Dit is het verhaal van de man die 14 keer de loterij won
In dit artikel:
De Roemeens-Australische econoom Stefan Mandel haalde in de jaren ’80 en ’90 de krantenkoppen door de loterij niet één keer maar veertien keer te winnen. Met een methode die hij “combinatoriële condensatie” noemde, rekende hij uit welke nummercombinaties samen de grootste kans gaven en liet hij die risico’s praktisch “afdichten” door massaal loten te kopen. Samen met een investeerdersgroep, het International Lotto Fund, kocht hij genoeg loten om een groot deel van de mogelijke combinaties af te dekken; dat leverde onder meer in 1992 een jackpot van 27 miljoen dollar op in Virginia, plus meerdere tweede prijzen en honderden kleinere uitkeringen.
Zijn werkwijze trok de aandacht van de autoriteiten, waaronder CIA en FBI, maar bleek niet rechtstreeks illegaal. Wel leidde het tot wetsaanpassingen in de VS en Australië: beperkingen op het massaal inkopen van loten en het gebruik van computers om combinaties te genereren.

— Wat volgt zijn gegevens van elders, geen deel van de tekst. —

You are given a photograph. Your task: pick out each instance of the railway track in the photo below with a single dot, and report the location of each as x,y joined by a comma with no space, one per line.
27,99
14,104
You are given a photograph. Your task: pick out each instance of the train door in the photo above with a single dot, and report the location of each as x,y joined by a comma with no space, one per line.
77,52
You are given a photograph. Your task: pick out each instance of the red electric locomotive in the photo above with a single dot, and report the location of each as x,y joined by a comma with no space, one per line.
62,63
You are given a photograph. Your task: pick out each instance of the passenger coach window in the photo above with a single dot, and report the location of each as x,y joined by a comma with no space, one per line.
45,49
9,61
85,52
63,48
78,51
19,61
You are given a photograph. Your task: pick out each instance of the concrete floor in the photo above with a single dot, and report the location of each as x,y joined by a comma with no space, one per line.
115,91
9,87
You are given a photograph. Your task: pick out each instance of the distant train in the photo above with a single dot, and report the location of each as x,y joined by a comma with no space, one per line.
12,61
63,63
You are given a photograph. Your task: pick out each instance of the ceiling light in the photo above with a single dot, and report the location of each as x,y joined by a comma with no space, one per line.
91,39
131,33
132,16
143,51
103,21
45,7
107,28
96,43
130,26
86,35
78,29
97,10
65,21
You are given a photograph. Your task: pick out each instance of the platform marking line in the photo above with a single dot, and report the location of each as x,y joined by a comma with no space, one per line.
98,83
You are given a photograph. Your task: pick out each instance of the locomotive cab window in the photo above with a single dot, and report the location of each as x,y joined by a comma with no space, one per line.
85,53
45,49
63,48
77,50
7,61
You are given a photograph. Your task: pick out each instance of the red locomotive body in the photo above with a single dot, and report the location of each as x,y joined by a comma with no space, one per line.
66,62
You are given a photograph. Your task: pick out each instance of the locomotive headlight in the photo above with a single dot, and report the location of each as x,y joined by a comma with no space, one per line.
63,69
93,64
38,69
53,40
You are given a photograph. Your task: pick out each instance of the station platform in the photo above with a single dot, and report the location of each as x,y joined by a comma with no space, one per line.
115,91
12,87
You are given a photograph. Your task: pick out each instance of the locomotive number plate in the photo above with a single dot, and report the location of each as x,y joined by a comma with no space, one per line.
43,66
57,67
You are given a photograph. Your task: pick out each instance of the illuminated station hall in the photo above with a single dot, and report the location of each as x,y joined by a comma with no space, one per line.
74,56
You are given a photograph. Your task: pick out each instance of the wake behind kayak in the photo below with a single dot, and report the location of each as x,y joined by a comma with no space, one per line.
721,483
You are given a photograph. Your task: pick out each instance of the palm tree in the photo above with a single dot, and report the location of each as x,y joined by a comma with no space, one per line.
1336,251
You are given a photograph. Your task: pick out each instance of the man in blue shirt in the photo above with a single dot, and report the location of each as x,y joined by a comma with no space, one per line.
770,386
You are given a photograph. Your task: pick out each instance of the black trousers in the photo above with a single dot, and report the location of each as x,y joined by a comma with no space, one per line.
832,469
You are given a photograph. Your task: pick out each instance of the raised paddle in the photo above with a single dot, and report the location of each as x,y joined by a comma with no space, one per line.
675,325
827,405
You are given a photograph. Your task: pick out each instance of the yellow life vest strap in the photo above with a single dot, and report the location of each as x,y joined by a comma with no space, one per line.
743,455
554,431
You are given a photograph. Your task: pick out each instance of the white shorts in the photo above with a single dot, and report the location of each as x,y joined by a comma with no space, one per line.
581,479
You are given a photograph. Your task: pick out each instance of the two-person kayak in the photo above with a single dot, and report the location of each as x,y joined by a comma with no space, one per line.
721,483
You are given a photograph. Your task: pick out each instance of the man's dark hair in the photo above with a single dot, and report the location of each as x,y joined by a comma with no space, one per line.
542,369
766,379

Ironisch genoeg liep Mandel financieel slecht af: drie jaar na de grote jackpot ging hij in 1995 failliet. Inmiddels leeft hij teruggetrokken op een eiland in Vanuatu.
Mandels verhaal illustreert dat wiskunde en organisatie de typische kijk op loterijen als puur toeval kunnen bijstellen, en riep tegelijk vragen op over eerlijkheid, wetgeving en de praktische grenzen van zulke strategieën.